真面目な楼蘭先輩と不真面目な神美羅先輩。二人を足して2で割れば、ちょっと不真面目な女子高生が出来上がる。
「別に…寂しくなんて…」
ないです、と言おうとしたけど、言えなかった。
だって、正直な話、寂しいのだから。
「凛、本当に未来のこと好きだよな」
「悪いですか、神美羅先輩」
「悪いなんていってないよ」
さっきまでおちゃらけていたのが嘘のように、優しい表情を浮かべる。
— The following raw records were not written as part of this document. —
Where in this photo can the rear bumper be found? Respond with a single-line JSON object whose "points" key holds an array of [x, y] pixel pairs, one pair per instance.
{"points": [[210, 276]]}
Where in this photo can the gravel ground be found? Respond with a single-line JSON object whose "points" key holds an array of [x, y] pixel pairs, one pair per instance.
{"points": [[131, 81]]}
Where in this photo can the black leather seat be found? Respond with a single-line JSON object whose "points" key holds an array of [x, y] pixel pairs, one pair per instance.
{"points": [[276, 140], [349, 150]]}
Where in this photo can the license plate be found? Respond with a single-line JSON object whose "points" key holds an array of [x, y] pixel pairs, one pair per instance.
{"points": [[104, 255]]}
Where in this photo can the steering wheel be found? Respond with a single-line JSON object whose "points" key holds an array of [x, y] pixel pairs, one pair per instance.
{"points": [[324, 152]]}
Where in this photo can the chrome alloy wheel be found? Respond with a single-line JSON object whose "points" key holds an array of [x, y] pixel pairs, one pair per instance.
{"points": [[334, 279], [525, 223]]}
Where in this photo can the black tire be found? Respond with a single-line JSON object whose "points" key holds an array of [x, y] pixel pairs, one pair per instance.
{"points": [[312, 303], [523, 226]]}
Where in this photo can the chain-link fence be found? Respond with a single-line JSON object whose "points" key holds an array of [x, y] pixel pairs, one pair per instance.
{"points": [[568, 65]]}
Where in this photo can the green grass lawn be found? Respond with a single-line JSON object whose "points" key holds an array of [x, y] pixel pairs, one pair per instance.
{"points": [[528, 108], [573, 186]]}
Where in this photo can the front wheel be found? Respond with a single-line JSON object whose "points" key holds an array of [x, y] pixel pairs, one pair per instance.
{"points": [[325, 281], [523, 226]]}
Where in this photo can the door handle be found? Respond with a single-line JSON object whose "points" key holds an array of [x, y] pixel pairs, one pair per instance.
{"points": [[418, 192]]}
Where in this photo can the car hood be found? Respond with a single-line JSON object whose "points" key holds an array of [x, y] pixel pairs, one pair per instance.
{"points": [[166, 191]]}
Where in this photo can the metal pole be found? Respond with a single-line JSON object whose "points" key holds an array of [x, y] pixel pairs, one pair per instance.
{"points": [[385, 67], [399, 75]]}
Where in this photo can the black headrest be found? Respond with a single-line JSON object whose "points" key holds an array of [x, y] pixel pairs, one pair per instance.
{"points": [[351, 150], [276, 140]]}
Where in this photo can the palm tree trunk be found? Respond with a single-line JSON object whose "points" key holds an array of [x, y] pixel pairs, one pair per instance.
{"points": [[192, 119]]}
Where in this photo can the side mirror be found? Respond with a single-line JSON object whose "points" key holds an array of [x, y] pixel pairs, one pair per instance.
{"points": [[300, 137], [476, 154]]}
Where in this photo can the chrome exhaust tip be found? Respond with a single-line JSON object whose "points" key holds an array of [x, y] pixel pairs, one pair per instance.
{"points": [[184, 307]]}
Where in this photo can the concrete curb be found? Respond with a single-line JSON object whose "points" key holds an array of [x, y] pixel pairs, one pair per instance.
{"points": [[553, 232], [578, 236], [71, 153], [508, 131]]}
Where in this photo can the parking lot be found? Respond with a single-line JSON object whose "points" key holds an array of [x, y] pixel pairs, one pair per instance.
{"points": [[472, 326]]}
時々こんな顔を見せてくれるから、この先輩を嫌いになることなんて出来ない。
「凛、純愛だもんね」
「若さっていいなぁ」
「若くないのが言ってるわね」
「…一応、私と蘭子、同い年なんだけどね」
「あら、そう」
先輩2人のやりとりを見ていて、少し、微笑ましくなってしまう。
なんだかんだ言って、仲、いいよね。
私と未来も、時間を重ねればこんな風になれるのかな。
そういえば、と思う。
吸血鬼が大好きな神美羅先輩だけど、その神美羅先輩が一番好きな本は、レ・ファニュが書いた古典的名著、「吸血鬼カーミラ」だ。
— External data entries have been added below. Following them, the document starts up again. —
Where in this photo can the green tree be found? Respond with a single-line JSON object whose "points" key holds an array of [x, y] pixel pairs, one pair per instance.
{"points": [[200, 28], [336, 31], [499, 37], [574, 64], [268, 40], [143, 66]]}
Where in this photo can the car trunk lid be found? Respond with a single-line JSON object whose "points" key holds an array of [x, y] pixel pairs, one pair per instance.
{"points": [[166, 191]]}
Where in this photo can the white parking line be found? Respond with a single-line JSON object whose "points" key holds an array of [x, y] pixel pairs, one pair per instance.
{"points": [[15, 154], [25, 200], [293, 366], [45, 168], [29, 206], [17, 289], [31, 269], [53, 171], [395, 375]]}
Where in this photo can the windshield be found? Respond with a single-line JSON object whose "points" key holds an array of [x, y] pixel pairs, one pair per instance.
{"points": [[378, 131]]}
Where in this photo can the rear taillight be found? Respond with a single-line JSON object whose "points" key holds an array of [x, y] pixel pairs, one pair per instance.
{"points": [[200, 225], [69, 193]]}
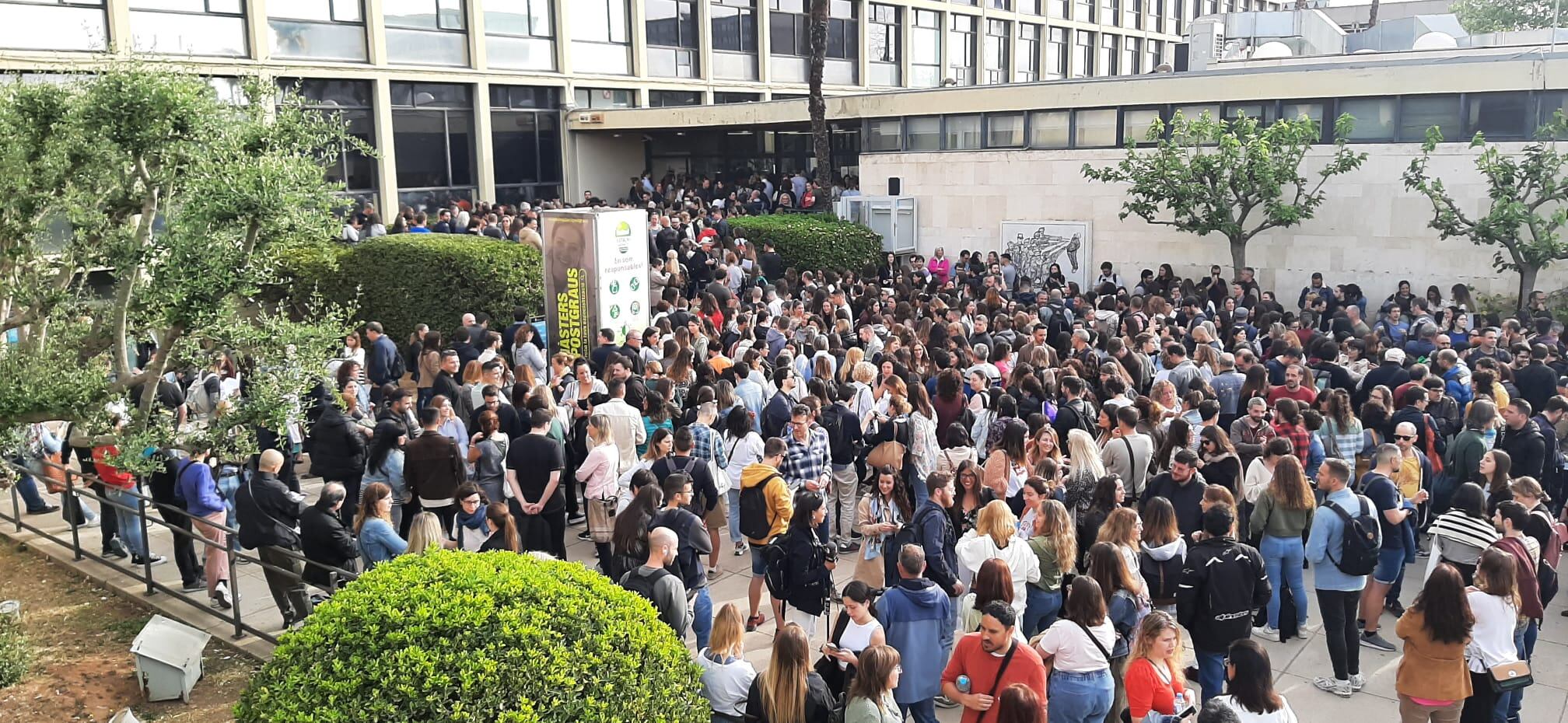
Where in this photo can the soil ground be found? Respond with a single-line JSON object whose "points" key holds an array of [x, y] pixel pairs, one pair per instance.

かの有名なブラム・ストーカーの書いた「吸血鬼ドラキュラ」よりも四半世紀ほど早く発表されたこの小説は、ドラキュラにも多大な影響を与えており、いわば吸血鬼文学の祖とでもいうべき作品だ。
(その、吸血鬼カーミラの主人公の名前は…)
ローラ。
吸血鬼カーミラという小説は、主人公のローラが美しき同性愛者の吸血鬼カーミラと出会い、不可思議な現象に巻き込まれ、そしてその討伐までが書かれた作品だ。
(カーミラと、ローラ)
(神美羅先輩と、楼蘭先輩)
(神美羅と、楼蘭)
偶然、だよね、と思いつつ、偶然でもないのかな、とも思う。
神美羅先輩と、楼蘭先輩。
私と、未来。
それに、顧問の水瀬先生。
この5人を頂点として作り出される五芒星が我が文芸部であり、黄金比で形作られたペンタグラムのような文芸部を、なんだかんだで私はとても気に入っている。
いつの間にか、居場所になっている。
私は神美羅先輩からもらったカレーパンの最後の一口を飲み込み、トマトジュースを飲みながらメロンパンを食べている楼蘭先輩にちょっかいを出しつつ軽くあしらわれている神美羅先輩をみてほほ笑んで。
(明日は、未来、来るかなぁ)
と思った。
決して報われることはなくても、好きな人に、ただ、会いたい。
それだけが私の望むすべてなのだから。